Author: Matti Pastell
Date: 19.4.2013
This en example of doing linear regression analysis using Python and statsmodels. We'll use the new formula API which makes fitting the models very familiar for R users. You'll also need Numpy, Pandas and matplolib.
The analysis can be published using Pweave 0.22 and later.
Import libraries
import pandas as pd
import numpy as np
import statsmodels.formula.api as sm
import statsmodels
import matplotlib.pyplot as plt
Statsmodels api seems to change often, check release version:
statsmodels.__version__
'0.8.0'
We'll use whiteside dataset from R package MASS. You can read the description of the dataset from the link, but in short it contains:
The weekly gas consumption and average external temperature at a house in south-east England for two heating seasons, one of 26 weeks before, and one of 30 weeks after cavity-wall insulation was installed.
Load dataset using Pandas:
url = 'https://raw.githubusercontent.com/mpastell/Rdatasets/master/csv/MASS/whiteside.csv'
whiteside = pd.read_csv(url)
Let's see what the relationship between the gas consumption is before the insulation. See statsmodels documentation for more information about the syntax.
model = sm.ols(formula='Gas ~ Temp', data=whiteside, subset = whiteside['Insul']=="Before")
fitted = model.fit()
print(fitted.summary())
OLS Regression Results
==============================================================================
Dep. Variable: Gas R-squared:
0.944
Model: OLS Adj. R-squared:
0.941
Method: Least Squares F-statistic:
403.1
Date: Sun, 10 Sep 2017 Prob (F-statistic):
1.64e-16
Time: 13:33:52 Log-Likelihood:
-2.8783
No.
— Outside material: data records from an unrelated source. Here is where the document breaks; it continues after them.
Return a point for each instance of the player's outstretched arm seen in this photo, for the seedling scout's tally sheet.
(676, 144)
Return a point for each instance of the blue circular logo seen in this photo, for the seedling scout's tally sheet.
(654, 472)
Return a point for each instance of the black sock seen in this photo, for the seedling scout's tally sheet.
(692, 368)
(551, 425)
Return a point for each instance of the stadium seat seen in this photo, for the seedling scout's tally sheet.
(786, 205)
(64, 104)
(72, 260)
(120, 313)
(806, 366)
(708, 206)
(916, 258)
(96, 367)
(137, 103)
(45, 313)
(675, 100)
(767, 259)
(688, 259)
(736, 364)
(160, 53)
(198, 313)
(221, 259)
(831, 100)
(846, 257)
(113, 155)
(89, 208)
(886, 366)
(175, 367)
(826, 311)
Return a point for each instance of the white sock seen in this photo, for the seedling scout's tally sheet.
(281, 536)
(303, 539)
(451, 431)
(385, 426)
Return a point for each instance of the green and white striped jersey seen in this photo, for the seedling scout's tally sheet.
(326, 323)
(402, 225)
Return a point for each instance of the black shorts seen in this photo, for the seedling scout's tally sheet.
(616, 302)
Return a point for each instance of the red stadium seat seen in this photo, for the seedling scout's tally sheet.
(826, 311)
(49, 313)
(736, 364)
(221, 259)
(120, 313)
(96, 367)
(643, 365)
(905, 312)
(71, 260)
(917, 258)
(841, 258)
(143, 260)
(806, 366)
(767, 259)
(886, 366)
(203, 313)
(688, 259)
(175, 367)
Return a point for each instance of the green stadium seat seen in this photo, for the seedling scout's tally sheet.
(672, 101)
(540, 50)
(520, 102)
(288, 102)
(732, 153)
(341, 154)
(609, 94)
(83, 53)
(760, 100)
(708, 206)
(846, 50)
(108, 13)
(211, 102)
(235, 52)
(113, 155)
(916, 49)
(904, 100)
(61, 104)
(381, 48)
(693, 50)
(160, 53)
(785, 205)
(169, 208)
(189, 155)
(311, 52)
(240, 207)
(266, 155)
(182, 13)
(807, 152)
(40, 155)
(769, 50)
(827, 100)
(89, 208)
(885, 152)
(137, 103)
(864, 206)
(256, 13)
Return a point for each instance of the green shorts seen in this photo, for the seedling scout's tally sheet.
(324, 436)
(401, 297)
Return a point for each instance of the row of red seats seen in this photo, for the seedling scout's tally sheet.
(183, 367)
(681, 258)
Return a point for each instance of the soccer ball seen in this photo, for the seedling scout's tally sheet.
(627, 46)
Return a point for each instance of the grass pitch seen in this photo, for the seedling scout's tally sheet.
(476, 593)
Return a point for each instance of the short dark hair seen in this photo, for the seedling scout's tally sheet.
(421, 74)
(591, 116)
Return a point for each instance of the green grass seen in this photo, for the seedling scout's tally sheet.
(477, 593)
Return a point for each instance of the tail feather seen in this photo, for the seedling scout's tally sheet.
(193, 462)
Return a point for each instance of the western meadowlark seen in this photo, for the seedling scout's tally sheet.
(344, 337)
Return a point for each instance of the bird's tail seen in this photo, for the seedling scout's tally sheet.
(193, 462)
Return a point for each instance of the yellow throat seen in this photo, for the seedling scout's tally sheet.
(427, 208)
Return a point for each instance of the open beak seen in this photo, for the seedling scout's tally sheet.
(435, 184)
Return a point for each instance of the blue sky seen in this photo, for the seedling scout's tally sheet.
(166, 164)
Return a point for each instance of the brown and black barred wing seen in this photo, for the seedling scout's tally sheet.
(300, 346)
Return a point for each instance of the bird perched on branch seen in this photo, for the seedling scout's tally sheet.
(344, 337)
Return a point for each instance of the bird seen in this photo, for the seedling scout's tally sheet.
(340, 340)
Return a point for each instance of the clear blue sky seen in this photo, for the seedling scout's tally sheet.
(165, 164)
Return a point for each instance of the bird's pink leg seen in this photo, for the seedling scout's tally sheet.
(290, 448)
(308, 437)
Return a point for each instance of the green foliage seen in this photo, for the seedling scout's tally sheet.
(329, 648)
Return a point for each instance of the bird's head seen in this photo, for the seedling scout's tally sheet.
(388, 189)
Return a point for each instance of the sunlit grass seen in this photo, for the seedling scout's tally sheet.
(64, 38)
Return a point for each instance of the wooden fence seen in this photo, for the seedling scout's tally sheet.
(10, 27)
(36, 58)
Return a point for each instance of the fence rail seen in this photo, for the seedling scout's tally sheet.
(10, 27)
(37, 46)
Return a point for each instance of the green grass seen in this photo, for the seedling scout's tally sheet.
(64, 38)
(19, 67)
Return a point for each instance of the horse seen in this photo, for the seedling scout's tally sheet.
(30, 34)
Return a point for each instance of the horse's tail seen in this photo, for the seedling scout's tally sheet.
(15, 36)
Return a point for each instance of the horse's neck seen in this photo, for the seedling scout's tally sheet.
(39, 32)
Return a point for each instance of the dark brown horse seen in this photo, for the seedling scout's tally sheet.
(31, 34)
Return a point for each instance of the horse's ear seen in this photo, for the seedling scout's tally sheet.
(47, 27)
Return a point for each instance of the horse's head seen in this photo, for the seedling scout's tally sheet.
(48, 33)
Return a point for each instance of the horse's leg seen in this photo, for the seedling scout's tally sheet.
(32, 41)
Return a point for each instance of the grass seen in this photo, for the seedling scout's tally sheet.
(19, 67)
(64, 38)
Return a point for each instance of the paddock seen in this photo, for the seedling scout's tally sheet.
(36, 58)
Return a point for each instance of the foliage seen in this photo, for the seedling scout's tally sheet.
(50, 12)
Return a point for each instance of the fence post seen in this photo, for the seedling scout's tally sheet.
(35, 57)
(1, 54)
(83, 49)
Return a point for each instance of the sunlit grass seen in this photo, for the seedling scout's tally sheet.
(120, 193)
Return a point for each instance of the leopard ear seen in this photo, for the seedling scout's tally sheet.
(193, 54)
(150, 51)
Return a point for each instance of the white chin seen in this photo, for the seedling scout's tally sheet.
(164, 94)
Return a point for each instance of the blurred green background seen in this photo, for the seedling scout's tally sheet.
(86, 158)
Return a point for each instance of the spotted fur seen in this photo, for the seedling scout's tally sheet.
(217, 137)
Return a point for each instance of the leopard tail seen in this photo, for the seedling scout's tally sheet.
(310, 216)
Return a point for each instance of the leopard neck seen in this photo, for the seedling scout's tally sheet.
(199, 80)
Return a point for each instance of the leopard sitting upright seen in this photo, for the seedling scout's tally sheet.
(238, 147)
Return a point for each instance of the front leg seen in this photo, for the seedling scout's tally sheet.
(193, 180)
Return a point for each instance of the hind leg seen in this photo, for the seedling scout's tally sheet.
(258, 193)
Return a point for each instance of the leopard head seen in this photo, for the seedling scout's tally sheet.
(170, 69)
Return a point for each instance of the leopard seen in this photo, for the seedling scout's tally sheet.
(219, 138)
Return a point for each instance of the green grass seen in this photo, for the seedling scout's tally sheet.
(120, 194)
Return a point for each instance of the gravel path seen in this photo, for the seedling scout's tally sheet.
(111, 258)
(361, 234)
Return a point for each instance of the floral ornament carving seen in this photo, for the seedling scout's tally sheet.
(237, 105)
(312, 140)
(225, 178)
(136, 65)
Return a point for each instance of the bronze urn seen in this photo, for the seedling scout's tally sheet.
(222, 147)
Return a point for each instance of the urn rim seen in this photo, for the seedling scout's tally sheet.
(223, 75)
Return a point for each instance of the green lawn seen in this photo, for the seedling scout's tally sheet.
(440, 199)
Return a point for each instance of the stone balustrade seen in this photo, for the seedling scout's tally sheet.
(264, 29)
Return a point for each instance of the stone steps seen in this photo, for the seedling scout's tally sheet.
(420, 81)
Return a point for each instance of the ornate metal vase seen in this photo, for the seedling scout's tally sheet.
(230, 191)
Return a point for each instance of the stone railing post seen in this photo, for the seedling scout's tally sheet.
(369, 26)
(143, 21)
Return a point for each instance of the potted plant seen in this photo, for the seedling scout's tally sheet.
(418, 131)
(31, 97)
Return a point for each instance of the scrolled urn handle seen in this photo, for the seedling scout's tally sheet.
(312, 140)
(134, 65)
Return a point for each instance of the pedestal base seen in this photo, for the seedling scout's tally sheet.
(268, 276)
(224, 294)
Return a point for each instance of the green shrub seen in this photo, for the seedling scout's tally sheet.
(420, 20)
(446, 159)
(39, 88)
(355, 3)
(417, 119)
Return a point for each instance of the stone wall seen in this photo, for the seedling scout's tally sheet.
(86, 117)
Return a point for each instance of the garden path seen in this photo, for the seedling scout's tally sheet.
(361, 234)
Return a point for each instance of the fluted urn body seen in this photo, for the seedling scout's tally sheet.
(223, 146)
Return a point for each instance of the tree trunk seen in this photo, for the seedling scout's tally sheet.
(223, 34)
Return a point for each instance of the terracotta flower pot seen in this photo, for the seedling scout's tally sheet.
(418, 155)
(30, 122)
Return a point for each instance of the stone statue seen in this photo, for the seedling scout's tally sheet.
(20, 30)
Observations: 26 AIC:
9.757
Df Residuals: 24 BIC:
12.27
Df Model: 1
Covariance Type: nonrobust
==============================================================================
coef std err t P>|t| [0.025
0.975]
------------------------------------------------------------------------------
Intercept 6.8538 0.118 57.876 0.000 6.609
7.098
Temp -0.3932 0.020 -20.078 0.000 -0.434
-0.353
==============================================================================
Omnibus: 0.296 Durbin-Watson:
2.420
Prob(Omnibus): 0.862 Jarque-Bera (JB):
0.164
Skew: -0.177 Prob(JB):
0.921
Kurtosis: 2.839 Cond. No.
13.3
==============================================================================
Warnings:
[1] Standard Errors assume that the covariance matrix of the errors is
correctly specified.
Before = whiteside[whiteside["Insul"] == "Before"]
plt.plot(Before["Temp"], Before["Gas"], 'ro')
plt.plot(Before["Temp"], fitted.fittedvalues, 'b')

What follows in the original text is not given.